Rassembler une communauté affective
En premier lieu, Désolé naît du désir de Mohamed Bourouissa de rassembler une communauté affective, celle qui tout simplement se forme lorsqu’un artiste en regarde et en apprécie d’autres. Il est lui-même artiste, mais la majorité de ses propositions intègrent d’autres voix que la sienne, qu’il s’agisse des sujets qui deviennent coauteurs où d’autres artistes sont invités à venir pluraliser la situation d’énonciation.
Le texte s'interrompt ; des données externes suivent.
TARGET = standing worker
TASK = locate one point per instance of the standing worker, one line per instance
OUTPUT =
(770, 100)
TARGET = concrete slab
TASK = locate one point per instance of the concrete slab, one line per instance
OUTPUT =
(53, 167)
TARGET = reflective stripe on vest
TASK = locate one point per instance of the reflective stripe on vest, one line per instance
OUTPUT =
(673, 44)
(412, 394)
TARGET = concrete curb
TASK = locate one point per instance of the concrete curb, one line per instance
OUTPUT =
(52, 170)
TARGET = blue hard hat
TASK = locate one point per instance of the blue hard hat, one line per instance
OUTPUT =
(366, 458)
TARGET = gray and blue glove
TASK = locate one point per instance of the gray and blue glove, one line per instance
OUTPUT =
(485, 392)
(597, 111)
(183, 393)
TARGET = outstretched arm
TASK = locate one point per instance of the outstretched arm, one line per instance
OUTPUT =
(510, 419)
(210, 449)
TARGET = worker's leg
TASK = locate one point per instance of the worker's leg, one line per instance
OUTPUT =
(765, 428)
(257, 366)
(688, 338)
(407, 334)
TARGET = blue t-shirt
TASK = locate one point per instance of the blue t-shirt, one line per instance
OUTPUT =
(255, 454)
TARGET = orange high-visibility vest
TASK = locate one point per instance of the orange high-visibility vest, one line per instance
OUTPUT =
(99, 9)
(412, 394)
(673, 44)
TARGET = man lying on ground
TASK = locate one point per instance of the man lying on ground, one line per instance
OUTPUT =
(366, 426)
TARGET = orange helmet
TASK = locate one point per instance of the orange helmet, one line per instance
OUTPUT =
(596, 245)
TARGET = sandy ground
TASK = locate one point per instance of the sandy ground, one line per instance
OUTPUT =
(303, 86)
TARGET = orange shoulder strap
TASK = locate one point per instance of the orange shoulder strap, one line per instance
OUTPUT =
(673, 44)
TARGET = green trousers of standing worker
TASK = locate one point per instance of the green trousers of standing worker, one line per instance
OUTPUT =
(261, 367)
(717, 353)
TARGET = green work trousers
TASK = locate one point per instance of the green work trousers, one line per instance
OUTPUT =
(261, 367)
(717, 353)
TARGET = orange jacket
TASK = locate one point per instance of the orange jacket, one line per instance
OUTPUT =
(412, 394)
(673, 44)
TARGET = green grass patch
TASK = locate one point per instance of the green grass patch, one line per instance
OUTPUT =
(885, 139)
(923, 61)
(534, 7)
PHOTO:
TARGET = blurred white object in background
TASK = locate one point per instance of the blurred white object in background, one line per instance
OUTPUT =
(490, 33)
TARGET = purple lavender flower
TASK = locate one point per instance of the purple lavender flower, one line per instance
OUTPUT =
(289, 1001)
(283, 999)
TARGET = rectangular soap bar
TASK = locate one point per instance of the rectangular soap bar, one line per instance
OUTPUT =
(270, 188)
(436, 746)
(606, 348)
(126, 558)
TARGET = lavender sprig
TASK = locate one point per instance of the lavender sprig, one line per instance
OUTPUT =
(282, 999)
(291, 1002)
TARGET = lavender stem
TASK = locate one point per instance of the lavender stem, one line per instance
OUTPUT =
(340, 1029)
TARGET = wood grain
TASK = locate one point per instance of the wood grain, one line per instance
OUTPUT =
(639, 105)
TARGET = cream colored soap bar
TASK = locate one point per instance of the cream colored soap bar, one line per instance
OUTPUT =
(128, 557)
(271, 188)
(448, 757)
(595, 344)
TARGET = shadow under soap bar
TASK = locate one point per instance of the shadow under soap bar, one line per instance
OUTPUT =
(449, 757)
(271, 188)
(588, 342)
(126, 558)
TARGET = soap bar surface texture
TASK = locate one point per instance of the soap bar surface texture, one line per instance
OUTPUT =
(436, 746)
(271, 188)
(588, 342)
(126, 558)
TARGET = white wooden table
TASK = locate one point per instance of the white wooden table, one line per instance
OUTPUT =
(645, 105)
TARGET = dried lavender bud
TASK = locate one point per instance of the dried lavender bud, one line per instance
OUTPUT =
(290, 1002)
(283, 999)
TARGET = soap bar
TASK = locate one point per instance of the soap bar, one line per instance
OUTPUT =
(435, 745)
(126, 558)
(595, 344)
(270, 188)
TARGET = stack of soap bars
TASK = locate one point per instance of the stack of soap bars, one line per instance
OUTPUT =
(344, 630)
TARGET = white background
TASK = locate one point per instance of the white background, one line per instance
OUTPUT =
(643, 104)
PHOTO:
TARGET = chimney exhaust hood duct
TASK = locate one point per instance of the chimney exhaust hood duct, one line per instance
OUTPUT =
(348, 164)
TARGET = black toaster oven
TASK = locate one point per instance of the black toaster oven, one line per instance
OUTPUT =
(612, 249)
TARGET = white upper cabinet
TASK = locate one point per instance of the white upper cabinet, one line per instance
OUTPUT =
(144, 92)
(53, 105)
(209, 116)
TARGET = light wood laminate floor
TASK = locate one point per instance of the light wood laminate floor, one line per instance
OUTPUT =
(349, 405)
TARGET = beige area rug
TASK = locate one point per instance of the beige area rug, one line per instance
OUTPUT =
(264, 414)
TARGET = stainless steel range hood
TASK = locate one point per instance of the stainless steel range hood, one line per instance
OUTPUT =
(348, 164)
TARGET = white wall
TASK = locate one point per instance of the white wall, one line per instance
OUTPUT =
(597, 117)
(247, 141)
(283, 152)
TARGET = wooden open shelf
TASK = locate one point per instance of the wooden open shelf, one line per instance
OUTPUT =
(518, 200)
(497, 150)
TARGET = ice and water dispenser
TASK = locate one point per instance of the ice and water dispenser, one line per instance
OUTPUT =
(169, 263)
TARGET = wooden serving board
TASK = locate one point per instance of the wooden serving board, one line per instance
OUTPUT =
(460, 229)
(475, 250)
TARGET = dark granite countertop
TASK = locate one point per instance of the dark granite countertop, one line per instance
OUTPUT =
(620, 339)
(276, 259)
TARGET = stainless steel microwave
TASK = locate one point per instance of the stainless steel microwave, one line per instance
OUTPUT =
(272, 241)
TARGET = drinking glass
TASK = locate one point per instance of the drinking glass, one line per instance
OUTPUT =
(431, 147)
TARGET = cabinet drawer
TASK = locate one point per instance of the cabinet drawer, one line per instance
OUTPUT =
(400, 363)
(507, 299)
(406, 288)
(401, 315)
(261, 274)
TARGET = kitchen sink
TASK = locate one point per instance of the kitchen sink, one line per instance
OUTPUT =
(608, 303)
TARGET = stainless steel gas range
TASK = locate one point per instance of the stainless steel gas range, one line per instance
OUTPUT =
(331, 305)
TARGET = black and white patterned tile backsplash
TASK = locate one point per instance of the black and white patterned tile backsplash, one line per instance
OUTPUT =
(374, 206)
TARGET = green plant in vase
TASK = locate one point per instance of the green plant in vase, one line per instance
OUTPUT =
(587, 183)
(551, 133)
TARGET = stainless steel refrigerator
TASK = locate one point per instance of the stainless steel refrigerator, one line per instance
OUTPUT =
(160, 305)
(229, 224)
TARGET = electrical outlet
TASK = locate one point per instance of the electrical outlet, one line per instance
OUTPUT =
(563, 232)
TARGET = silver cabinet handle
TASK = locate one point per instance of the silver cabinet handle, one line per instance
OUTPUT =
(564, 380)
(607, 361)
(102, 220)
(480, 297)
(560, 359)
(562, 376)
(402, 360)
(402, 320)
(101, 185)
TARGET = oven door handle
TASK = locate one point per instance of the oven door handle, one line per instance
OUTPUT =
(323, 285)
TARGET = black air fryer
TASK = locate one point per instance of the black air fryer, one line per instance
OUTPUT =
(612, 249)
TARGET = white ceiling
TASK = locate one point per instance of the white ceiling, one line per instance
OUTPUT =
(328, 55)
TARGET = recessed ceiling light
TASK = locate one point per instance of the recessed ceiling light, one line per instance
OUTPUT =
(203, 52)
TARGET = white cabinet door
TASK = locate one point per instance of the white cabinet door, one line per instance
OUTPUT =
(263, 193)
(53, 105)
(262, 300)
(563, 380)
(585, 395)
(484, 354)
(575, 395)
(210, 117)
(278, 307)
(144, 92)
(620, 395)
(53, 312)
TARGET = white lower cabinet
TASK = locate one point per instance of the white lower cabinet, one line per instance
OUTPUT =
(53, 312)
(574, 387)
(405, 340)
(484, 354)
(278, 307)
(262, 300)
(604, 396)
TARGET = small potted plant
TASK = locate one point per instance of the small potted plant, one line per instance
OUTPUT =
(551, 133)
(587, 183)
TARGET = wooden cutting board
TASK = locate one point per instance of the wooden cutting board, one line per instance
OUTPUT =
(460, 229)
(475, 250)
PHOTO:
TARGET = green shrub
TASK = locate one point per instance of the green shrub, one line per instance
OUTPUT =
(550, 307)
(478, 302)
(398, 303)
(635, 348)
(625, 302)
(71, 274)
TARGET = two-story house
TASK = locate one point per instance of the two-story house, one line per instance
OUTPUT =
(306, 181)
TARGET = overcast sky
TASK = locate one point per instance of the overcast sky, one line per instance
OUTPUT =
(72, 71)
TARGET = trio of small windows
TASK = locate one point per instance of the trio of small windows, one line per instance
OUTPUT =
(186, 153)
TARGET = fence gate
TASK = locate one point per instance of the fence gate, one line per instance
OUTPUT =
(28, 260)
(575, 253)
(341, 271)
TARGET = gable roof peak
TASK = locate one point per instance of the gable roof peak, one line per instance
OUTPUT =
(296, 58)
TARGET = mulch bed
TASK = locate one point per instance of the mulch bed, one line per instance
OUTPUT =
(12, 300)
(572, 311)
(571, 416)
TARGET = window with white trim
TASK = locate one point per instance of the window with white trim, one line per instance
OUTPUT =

L’exercice de commissaire d’exposition, il ne l’a alors pas fondamentalement abordé autrement, à ceci près qu’il n’y présente cette fois-ci pas ses propres œuvres.
A Gennevilliers, certains artistes dessinent (Soufiane Ababri, Neïla Czermak Ichti), d’autres travaillent l’installation (Gaëlle Choisne), qu’ils lient à la vidéo (Neïl Beloufa), au son (Julien Creuzet), pratiquent la photographie (Sabrina Belouaar), le film (Rayane Mcirdi, Laura Henno) ou l’animation 3D (Sara Sadik).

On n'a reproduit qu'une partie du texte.